Trois ans et demi plus tard, le Luxembourg est rappelé à l’ordre par la Commission européenne, qui ouvre une procédure d’infraction à l’encontre de 19 États membres pour ne pas avoir transposé à temps la troisième version de la directive européenne. L’affaire aurait dû être bouclée avant le 15 juillet 2021, après avoir été finalisée deux ans plus tôt au niveau européen. Mais le Premier ministre a déjà mis un an avant de déposer le projet de loi à la Chambre des députés.

Le Conseil d’État gronde

La version de ce projet de loi s’est attiré les foudres de la justice, de la CNPD puis du Conseil d’État ce 1er juin. La Haute Autorité relève un certain nombre de problèmes, comme la non-transposition dans la loi luxembourgeoise de la totalité de la directive, l’absence de définition du service public, le recours unique à la justice administrative pour exercer un recours (et pas à l’Autorité de la concurrence ou à la CNPD comme les Belges ou les Français l’ont fait). Surtout, le gouvernement n’a pas profité de la transposition pour joindre la question de l’accès aux documents administratifs, plus restrictif au Luxembourg que dans la directive. Le texte, amendé dès la mi-juin après la menace de deux oppositions formelles, est reparti pour son processus d’examen, mais il ne s’est plus rien passé depuis le 10 août.

Une éternité dans un univers qui bouge.
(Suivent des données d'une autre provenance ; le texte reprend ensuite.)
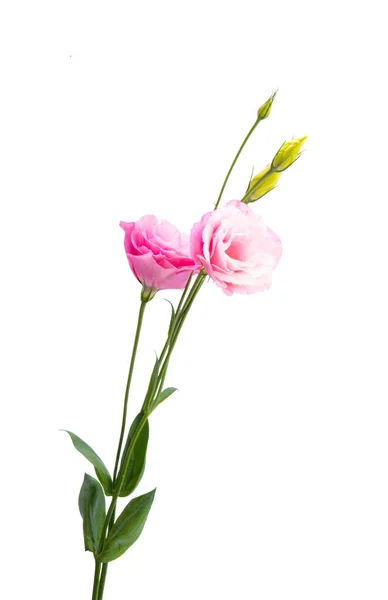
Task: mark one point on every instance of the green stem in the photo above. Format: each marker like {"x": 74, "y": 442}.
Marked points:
{"x": 183, "y": 308}
{"x": 252, "y": 129}
{"x": 102, "y": 581}
{"x": 122, "y": 432}
{"x": 96, "y": 580}
{"x": 129, "y": 380}
{"x": 120, "y": 481}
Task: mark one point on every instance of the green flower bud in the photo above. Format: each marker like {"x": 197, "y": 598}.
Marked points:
{"x": 261, "y": 184}
{"x": 265, "y": 109}
{"x": 288, "y": 153}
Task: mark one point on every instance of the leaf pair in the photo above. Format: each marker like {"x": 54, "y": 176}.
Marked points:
{"x": 91, "y": 504}
{"x": 99, "y": 467}
{"x": 138, "y": 457}
{"x": 125, "y": 531}
{"x": 127, "y": 528}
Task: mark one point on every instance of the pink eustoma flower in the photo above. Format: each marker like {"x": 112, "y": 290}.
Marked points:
{"x": 235, "y": 247}
{"x": 158, "y": 254}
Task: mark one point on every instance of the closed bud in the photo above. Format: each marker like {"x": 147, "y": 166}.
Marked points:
{"x": 265, "y": 109}
{"x": 261, "y": 184}
{"x": 287, "y": 154}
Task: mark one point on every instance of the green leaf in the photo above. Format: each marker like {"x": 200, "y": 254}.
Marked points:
{"x": 101, "y": 470}
{"x": 127, "y": 528}
{"x": 163, "y": 396}
{"x": 151, "y": 385}
{"x": 172, "y": 320}
{"x": 91, "y": 504}
{"x": 138, "y": 457}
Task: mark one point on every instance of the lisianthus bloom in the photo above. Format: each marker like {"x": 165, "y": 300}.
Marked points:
{"x": 158, "y": 254}
{"x": 236, "y": 249}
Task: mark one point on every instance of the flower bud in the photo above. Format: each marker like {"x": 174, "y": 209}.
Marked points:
{"x": 265, "y": 109}
{"x": 288, "y": 153}
{"x": 261, "y": 184}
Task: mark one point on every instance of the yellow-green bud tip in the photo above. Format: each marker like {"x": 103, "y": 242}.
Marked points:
{"x": 287, "y": 154}
{"x": 261, "y": 184}
{"x": 265, "y": 109}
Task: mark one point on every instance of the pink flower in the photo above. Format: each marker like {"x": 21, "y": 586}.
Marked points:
{"x": 158, "y": 254}
{"x": 235, "y": 247}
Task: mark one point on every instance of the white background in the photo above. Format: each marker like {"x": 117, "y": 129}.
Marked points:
{"x": 271, "y": 462}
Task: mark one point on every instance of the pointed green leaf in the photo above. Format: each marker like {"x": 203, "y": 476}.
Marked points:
{"x": 91, "y": 504}
{"x": 172, "y": 320}
{"x": 151, "y": 385}
{"x": 88, "y": 452}
{"x": 138, "y": 458}
{"x": 127, "y": 528}
{"x": 163, "y": 396}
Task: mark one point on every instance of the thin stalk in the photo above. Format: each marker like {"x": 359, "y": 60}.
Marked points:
{"x": 252, "y": 129}
{"x": 120, "y": 480}
{"x": 102, "y": 580}
{"x": 96, "y": 580}
{"x": 122, "y": 431}
{"x": 129, "y": 380}
{"x": 182, "y": 311}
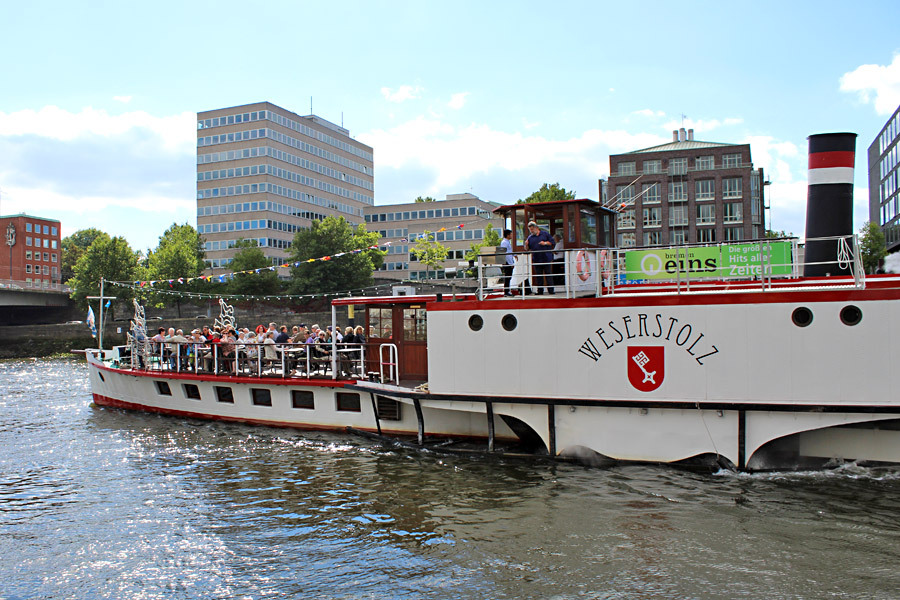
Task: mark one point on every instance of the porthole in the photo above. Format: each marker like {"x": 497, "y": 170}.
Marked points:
{"x": 851, "y": 315}
{"x": 801, "y": 316}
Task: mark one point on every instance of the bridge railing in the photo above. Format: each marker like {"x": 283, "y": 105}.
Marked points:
{"x": 33, "y": 286}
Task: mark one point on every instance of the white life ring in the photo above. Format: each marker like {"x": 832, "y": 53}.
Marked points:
{"x": 583, "y": 265}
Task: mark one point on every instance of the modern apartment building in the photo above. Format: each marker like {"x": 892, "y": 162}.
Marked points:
{"x": 884, "y": 181}
{"x": 686, "y": 191}
{"x": 264, "y": 172}
{"x": 400, "y": 225}
{"x": 32, "y": 253}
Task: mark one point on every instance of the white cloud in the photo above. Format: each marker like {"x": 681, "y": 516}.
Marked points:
{"x": 402, "y": 93}
{"x": 879, "y": 84}
{"x": 178, "y": 132}
{"x": 647, "y": 112}
{"x": 457, "y": 101}
{"x": 453, "y": 156}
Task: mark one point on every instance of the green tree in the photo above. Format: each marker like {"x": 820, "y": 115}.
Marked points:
{"x": 249, "y": 257}
{"x": 110, "y": 258}
{"x": 329, "y": 237}
{"x": 430, "y": 252}
{"x": 871, "y": 246}
{"x": 73, "y": 247}
{"x": 549, "y": 193}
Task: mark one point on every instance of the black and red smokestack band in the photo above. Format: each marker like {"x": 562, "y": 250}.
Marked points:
{"x": 829, "y": 205}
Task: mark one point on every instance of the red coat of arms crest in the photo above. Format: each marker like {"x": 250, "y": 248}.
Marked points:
{"x": 646, "y": 367}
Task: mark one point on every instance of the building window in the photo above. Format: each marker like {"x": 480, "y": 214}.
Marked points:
{"x": 625, "y": 219}
{"x": 626, "y": 240}
{"x": 731, "y": 187}
{"x": 706, "y": 214}
{"x": 678, "y": 166}
{"x": 348, "y": 402}
{"x": 705, "y": 163}
{"x": 705, "y": 189}
{"x": 729, "y": 161}
{"x": 652, "y": 238}
{"x": 302, "y": 399}
{"x": 734, "y": 234}
{"x": 676, "y": 192}
{"x": 650, "y": 193}
{"x": 678, "y": 216}
{"x": 652, "y": 216}
{"x": 678, "y": 236}
{"x": 732, "y": 212}
{"x": 706, "y": 234}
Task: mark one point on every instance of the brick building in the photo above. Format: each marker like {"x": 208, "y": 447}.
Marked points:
{"x": 31, "y": 253}
{"x": 686, "y": 191}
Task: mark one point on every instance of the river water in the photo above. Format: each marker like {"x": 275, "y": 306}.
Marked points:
{"x": 98, "y": 503}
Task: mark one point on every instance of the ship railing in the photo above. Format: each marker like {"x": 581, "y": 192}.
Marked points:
{"x": 255, "y": 359}
{"x": 761, "y": 265}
Capgemini, chargé par l’Union européenne de mesurer l’avancement des États membres, avait déjà souligné dans son point annuel fin 2020 – mais la pandémie… – que le Luxembourg se trouvait dans une troisième division européenne, celle des «followers» avec la République tchèque, la Roumanie et la Belgique, alors que le même rapport souligne quelques initiatives intéressantes du Luxembourg et, surtout, que le pays est quatrième en Europe au classement de la fréquentation de son portail d’open data ramenée à la population (derrière la France, Chypre et la Slovénie).
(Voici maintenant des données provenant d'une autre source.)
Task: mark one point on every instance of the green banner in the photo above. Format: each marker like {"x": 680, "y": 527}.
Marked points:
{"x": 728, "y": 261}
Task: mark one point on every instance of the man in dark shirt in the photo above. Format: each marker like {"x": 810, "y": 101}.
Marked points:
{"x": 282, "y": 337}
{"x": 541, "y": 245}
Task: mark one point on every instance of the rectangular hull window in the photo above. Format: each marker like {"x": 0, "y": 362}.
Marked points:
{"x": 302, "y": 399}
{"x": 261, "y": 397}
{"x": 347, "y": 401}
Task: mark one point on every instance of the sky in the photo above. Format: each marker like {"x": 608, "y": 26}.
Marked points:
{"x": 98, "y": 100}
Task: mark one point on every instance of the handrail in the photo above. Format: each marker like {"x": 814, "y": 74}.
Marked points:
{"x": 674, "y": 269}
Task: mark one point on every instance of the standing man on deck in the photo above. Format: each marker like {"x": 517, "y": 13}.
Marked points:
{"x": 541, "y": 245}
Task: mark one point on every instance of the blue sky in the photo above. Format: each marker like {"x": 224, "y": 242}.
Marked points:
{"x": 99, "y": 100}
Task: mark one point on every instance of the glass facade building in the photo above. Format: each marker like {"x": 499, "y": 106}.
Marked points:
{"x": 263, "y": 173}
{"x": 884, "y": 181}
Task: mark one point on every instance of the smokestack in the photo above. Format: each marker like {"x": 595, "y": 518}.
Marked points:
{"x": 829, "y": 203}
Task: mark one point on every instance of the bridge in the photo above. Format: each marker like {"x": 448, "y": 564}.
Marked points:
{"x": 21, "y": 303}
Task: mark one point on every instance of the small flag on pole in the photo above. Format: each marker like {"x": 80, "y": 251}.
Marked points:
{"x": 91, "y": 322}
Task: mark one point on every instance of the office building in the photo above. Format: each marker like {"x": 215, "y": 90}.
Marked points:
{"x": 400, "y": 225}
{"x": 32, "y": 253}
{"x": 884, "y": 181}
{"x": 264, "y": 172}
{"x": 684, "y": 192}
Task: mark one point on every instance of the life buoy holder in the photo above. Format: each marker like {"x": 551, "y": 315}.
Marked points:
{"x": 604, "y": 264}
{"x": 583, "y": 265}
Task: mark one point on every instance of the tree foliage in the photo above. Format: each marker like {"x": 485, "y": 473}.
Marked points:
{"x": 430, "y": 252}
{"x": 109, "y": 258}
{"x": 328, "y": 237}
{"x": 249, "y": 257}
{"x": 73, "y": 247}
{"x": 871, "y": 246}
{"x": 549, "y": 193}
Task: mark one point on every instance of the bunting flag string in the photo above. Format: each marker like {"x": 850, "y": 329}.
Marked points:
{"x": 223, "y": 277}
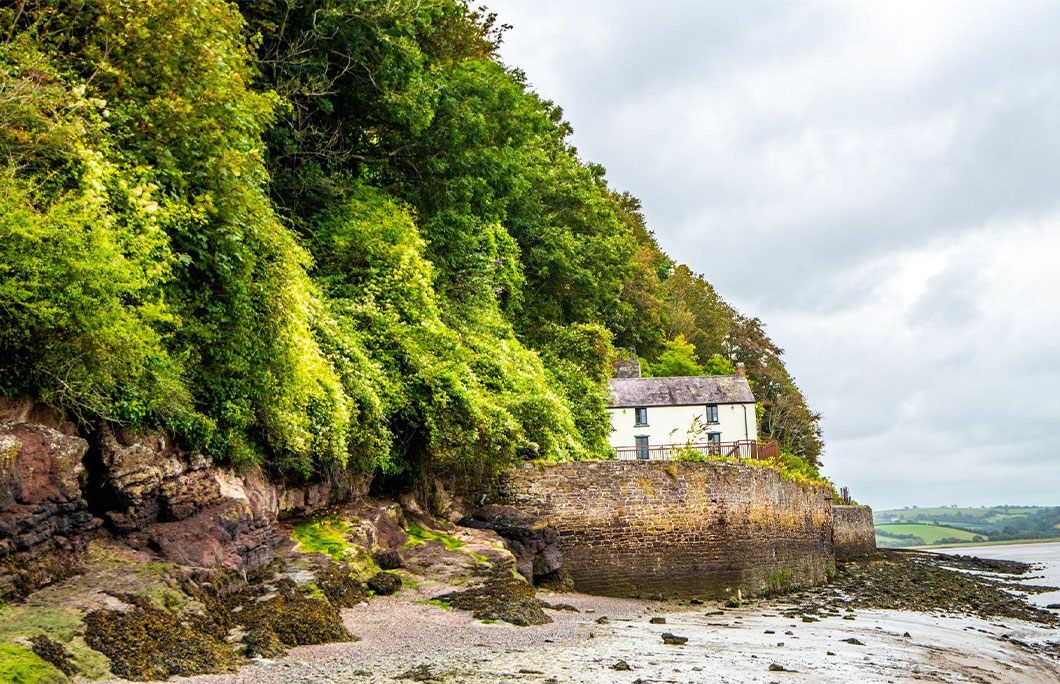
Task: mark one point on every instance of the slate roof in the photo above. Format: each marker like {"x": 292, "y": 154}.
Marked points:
{"x": 679, "y": 391}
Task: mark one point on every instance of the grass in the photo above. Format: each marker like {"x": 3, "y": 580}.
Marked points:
{"x": 418, "y": 535}
{"x": 1004, "y": 542}
{"x": 926, "y": 533}
{"x": 22, "y": 666}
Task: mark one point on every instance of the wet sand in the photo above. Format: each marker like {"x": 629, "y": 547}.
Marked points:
{"x": 426, "y": 643}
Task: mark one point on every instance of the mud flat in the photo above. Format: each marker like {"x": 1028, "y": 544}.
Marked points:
{"x": 951, "y": 620}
Des impacts importants en termes économiques

C’est si grave, d’être en retard sur ce sujet? Si l’on regarde l’analyse d’impact de la Commission européenne , oui. Selon la dernière version disponible, de 2020, le marché de l’open data passera de 185 milliards d’euros à 199,5 en 2019, et à 334,2 milliards d’euros d’ici 2025.

L’accès aux données publiques, pour autant qu’il ne mette pas en péril la sécurité intérieure, les infrastructures critiques ou les grandes sociétés où l’État est majoritaire, doit offrir de nouvelles opportunités économiques à de nouveaux acteurs.

Mais pas que. Par exemple, le nombre d’emplois dans l’open data en Europe pourrait quasiment doubler d’ici 2025, le temps passé dans les bouchons – pardon, les transports – pourrait diminuer de 27 millions d’heures, la consommation de pétrole pourrait être réduite de 5,8 millions de tonnes et les économies sur les factures énergétiques s’élever à près de 80 milliards d’euros grâce à l’énergie solaire et aux réseaux d’électricité.

À l’heure où l’inquiétude monte autant que le prix du gaz ou de l’électricité, le sens de ce dernier exemple se passe d’explications.